Oil has traded between $44 and $52 a barrel in the last month after almost doubling from a 12-year low in February amid supply disruptions and falling U.S. output. The recovery has prompted American producers to begin returning drilling rigs to service, leading to speculation the output decline will slow.
West Texas Intermediate crude for August delivery rose 27 cents to close at $45.41 a barrel on the New York Mercantile Exchange. Futures capped a 7.3 percent weekly decline, the most since February. The grade settled at $45.14 on Thursday, the lowest since May 10. Total volume traded near the 100-day average at 2:50 p.m.
Brent for September settlement increased 36 cents, or 0.8 percent, to $46.76 a barrel on the London-based ICE Futures Europe exchange. The global benchmark closed at a 64-cent premium to WTI for the same month.
Crude production in the U.S. tumbled to 8.43 million barrels a day in the week ended July 1, the lowest since May 2014, according to the EIA report. The number of active oil rigs in the U.S. has increased in five of the last six weeks, Baker Hughes Inc. data show. Explorers have idled more than 1,000 oil rigs since the start of last year.
U.S. crude inventories dropped a seventh week to 524.4 million barrels, the lowest since March 11, according to EIA data. A 2.5 million-barrel decline was forecast in a Bloomberg survey and the industry-funded American Petroleum Institute reported a 6.7 million drop. Supplies have fallen from an 87-year high of 543.4 million barrels in the last week of April.

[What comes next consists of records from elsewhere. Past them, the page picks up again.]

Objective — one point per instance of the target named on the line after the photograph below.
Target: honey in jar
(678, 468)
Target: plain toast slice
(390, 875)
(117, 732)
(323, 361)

A strike by oil workers in Nigeria entered a second day and a gradual shutdown of facilities is in progress, the Pengassan union said. The government will meet with union leaders on Monday, Oil Minister Emmanuel Kachikwu said. “Gaps in confidence” are hindering talks with rebels who are attacking the nation’s oil facilities, he said. Argentina is importing crude for the third time this year, putting pressure on the government to ease its fixed price for domestic oil. While oil inventories and production continue to decrease, the EIA may be underestimating the output from drilled-but-uncompleted shale wells, Citigroup Inc.’s analysts including Eric Lee said in an emailed report dated July 7.